ツバキオトメが、勝とうと●●●●している!

「風の向こうへ駆け抜けろ」

 果敢に馬群に突っ込んでいくおばあさん馬。でも、やはり能力的にも体力的にもついていけません。ヒロインは「もう、いいよ!」「もういい、充分だよ」と手綱をしごくのをやめます。でも、それでも、馬はハミを取るのです。ふらふらになりながら、結局最後尾になってしまいますが、前に進もうとしたのです。ヒロインは気付きます。

ツバキオトメは本当は勝ちたかったのだ。
たとえ厩舎馬であっても、出走手当をくわえて戻ってくるのが唯一の仕事だったとしても。
きっと、きっと、勝ちたかったのだ。

「風の向こうへ駆け抜けろ」

 あきらめかけた人間が、あきらめちゃいけないことを馬に教えられる。純粋で負けず嫌いなヒロインは、ここで「悔しい!」となったことで一皮むけるのです。正直、「あきらめちゃいけない」なんて言葉にするのが恥ずかしいほど当たり前のことなのですが、しゃべれない馬が行動で教えてくれるこの場面だと、すーっと、自然に読み手も受け入れることができるから不思議です。競馬小説のいいところですね。

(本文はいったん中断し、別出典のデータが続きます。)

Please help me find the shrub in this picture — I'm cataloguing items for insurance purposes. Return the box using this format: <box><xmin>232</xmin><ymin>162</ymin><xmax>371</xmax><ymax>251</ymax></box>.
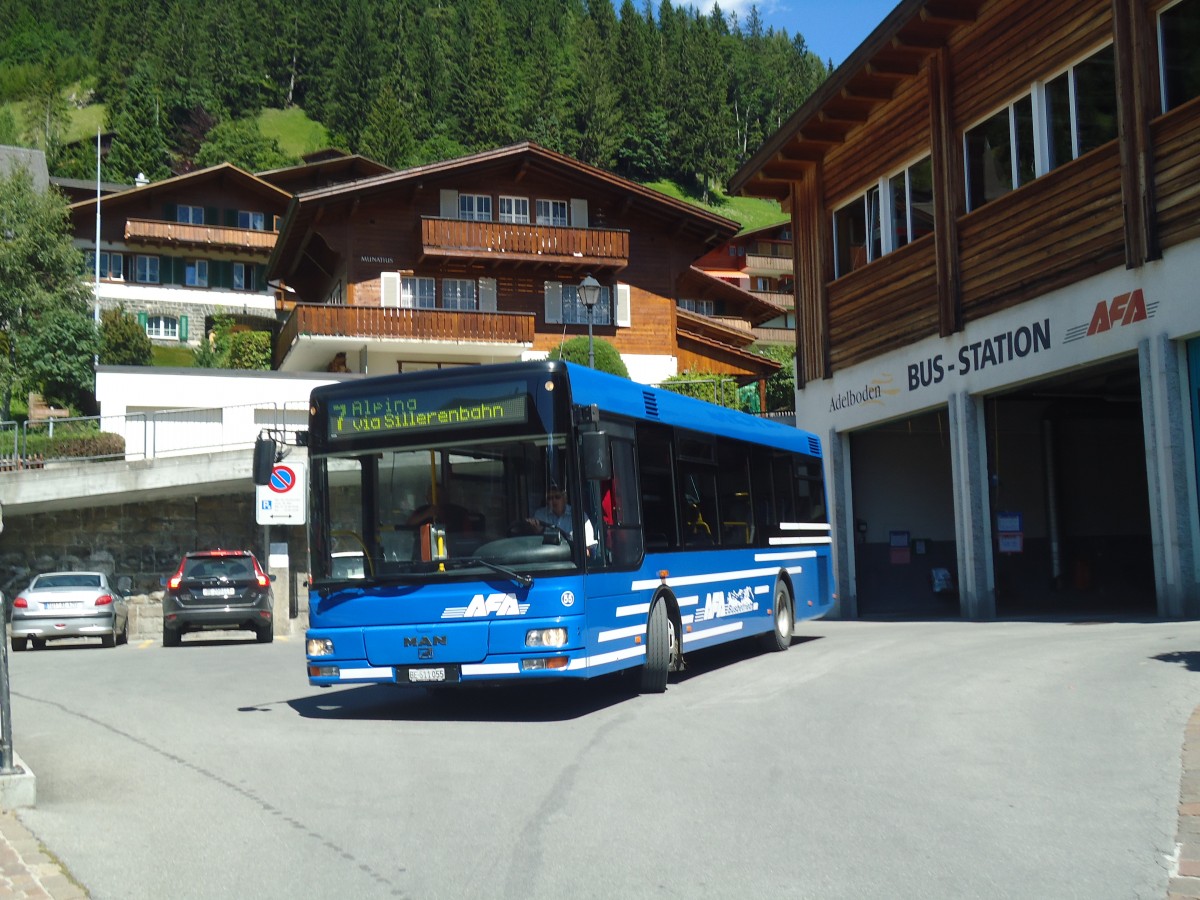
<box><xmin>550</xmin><ymin>335</ymin><xmax>629</xmax><ymax>378</ymax></box>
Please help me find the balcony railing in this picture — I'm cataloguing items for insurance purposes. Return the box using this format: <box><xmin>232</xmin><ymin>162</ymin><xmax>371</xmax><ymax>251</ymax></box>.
<box><xmin>125</xmin><ymin>218</ymin><xmax>278</xmax><ymax>256</ymax></box>
<box><xmin>421</xmin><ymin>218</ymin><xmax>629</xmax><ymax>269</ymax></box>
<box><xmin>275</xmin><ymin>304</ymin><xmax>534</xmax><ymax>368</ymax></box>
<box><xmin>743</xmin><ymin>253</ymin><xmax>792</xmax><ymax>275</ymax></box>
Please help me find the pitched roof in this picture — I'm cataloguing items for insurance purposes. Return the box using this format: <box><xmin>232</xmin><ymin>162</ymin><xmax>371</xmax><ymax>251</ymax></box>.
<box><xmin>269</xmin><ymin>142</ymin><xmax>738</xmax><ymax>277</ymax></box>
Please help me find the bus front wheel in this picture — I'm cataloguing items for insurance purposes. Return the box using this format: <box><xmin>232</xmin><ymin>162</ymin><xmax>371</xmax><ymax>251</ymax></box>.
<box><xmin>762</xmin><ymin>578</ymin><xmax>794</xmax><ymax>650</ymax></box>
<box><xmin>642</xmin><ymin>598</ymin><xmax>674</xmax><ymax>694</ymax></box>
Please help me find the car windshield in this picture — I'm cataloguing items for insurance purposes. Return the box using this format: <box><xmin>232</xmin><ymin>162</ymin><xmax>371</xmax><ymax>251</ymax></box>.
<box><xmin>184</xmin><ymin>556</ymin><xmax>254</xmax><ymax>581</ymax></box>
<box><xmin>313</xmin><ymin>433</ymin><xmax>590</xmax><ymax>580</ymax></box>
<box><xmin>32</xmin><ymin>572</ymin><xmax>100</xmax><ymax>588</ymax></box>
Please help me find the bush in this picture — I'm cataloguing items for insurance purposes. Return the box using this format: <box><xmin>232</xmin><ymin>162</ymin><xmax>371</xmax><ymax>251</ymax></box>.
<box><xmin>550</xmin><ymin>335</ymin><xmax>629</xmax><ymax>378</ymax></box>
<box><xmin>659</xmin><ymin>370</ymin><xmax>750</xmax><ymax>413</ymax></box>
<box><xmin>229</xmin><ymin>331</ymin><xmax>271</xmax><ymax>370</ymax></box>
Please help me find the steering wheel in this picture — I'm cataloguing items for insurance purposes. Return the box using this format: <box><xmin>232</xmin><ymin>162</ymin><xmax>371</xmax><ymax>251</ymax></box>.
<box><xmin>330</xmin><ymin>530</ymin><xmax>374</xmax><ymax>578</ymax></box>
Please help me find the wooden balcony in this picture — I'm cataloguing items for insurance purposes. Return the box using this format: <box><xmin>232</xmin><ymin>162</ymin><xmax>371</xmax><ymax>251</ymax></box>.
<box><xmin>742</xmin><ymin>253</ymin><xmax>792</xmax><ymax>277</ymax></box>
<box><xmin>125</xmin><ymin>218</ymin><xmax>278</xmax><ymax>257</ymax></box>
<box><xmin>275</xmin><ymin>304</ymin><xmax>534</xmax><ymax>368</ymax></box>
<box><xmin>421</xmin><ymin>218</ymin><xmax>629</xmax><ymax>270</ymax></box>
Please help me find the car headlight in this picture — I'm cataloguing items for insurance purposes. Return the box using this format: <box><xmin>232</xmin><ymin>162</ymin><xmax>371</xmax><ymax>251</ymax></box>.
<box><xmin>307</xmin><ymin>637</ymin><xmax>334</xmax><ymax>656</ymax></box>
<box><xmin>526</xmin><ymin>628</ymin><xmax>566</xmax><ymax>647</ymax></box>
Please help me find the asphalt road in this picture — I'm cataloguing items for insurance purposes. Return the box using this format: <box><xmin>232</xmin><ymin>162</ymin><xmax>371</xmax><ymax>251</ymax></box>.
<box><xmin>11</xmin><ymin>622</ymin><xmax>1200</xmax><ymax>900</ymax></box>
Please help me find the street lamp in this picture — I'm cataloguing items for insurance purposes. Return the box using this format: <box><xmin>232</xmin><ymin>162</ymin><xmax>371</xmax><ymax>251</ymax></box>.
<box><xmin>580</xmin><ymin>275</ymin><xmax>600</xmax><ymax>368</ymax></box>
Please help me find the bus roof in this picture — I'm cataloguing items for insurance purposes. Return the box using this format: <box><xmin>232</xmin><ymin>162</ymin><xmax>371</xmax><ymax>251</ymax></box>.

 そして何より、2017年発売の続編ともども、この本の最大の魅力は〝シンプルに面白い〟点です。先ほど言ったように「小説すらほとんど読んだことがない人」にも分かりすく面白い。そして、今まで競馬本を読んできた人、たくさん読書をしてきた人にとって「本ってやっぱりいいな」と思わせてくれます。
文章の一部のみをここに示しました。